Iraqi-Americans work with the troops, portraying villagers. This woman says the soldiers are curious. "You know, they're just trying to learn so much more about our culture. And that's what we're here for, to teach them," she says.
The troops are drilled in the rules of engagement, so they know when to shoot and when to hold their fire. Iraqi-American Sam Kalasho hopes they will exercise care in the stress and confusion of combat. "The main thing we try to teach them is to not kill innocent people, to respect the good people, to help the Iraqi people to stand up again and be free Iraq again," he says. "So what we do over here, we teach them everything they are going to find in Iraq. We do the same thing here. We meet with them. We give them a hard time. They give us a hard time. We want this. We ask for this. They help us. So always there is something wrong. There are mistakes. When it happens here, we can work it out. But when they go over there, we don't allow mistakes to happen."
The troops must be alert and sort out what is happening to separate those who pose a threat from innocent bystanders.

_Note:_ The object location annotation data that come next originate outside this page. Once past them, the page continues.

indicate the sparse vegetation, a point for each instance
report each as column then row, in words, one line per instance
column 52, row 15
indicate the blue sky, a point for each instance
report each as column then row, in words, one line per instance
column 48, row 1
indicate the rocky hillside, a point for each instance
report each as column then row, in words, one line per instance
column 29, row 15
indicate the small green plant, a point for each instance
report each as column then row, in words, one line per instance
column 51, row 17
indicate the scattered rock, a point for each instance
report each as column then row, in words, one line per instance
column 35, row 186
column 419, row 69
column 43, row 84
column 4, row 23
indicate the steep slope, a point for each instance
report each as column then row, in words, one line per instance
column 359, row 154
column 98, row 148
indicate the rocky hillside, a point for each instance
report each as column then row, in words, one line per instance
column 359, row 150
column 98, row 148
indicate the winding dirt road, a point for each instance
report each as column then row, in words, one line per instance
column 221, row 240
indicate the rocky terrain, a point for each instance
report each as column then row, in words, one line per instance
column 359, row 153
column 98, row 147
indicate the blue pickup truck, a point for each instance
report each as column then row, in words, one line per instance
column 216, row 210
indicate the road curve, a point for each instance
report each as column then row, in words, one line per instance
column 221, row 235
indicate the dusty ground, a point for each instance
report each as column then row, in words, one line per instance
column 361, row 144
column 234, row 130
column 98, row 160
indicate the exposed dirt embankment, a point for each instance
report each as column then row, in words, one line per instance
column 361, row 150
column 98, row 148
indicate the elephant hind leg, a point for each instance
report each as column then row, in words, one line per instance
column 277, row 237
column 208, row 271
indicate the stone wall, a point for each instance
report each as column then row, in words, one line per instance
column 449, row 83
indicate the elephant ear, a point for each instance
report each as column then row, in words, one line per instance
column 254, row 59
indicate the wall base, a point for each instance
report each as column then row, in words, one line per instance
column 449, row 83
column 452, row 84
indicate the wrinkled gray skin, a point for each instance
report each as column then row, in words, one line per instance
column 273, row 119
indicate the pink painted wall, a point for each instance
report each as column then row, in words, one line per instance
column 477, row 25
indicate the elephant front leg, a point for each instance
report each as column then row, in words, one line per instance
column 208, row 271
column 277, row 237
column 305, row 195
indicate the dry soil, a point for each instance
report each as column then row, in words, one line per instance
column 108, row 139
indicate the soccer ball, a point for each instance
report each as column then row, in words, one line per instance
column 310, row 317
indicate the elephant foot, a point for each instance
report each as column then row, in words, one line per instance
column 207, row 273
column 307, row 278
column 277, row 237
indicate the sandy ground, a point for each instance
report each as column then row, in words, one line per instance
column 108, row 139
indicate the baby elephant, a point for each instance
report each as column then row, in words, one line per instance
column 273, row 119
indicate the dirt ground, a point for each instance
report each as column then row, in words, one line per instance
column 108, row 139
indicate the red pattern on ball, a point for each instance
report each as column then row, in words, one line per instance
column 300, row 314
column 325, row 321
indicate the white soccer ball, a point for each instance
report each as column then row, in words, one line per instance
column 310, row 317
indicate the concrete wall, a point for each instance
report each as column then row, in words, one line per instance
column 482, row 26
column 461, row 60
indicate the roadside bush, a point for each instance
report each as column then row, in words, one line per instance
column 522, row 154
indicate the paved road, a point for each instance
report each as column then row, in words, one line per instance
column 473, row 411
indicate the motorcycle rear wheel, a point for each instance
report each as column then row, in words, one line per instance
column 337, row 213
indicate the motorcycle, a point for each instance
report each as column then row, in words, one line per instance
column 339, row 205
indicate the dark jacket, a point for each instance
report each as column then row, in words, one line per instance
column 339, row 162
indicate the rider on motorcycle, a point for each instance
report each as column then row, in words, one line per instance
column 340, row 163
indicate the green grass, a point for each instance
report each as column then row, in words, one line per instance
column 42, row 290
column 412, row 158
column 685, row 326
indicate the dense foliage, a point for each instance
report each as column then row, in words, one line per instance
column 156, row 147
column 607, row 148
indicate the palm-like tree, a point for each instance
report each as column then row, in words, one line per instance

"There's a guy in the school with a gun," shouts one soldier.
There will be successes and failures, and John Wagstaff of the National Training Center says a soldier may die every day in his two weeks of training. "And the value to that is, by dying 14 days here, maybe you won't die once in Iraq, which is for real," he says.
The troops encounter the heat, apprehension and uncertainty that they will face in a few months in Iraq or Afghanistan.
The military hopes their time at the National Training Center will make them better prepared when they get there.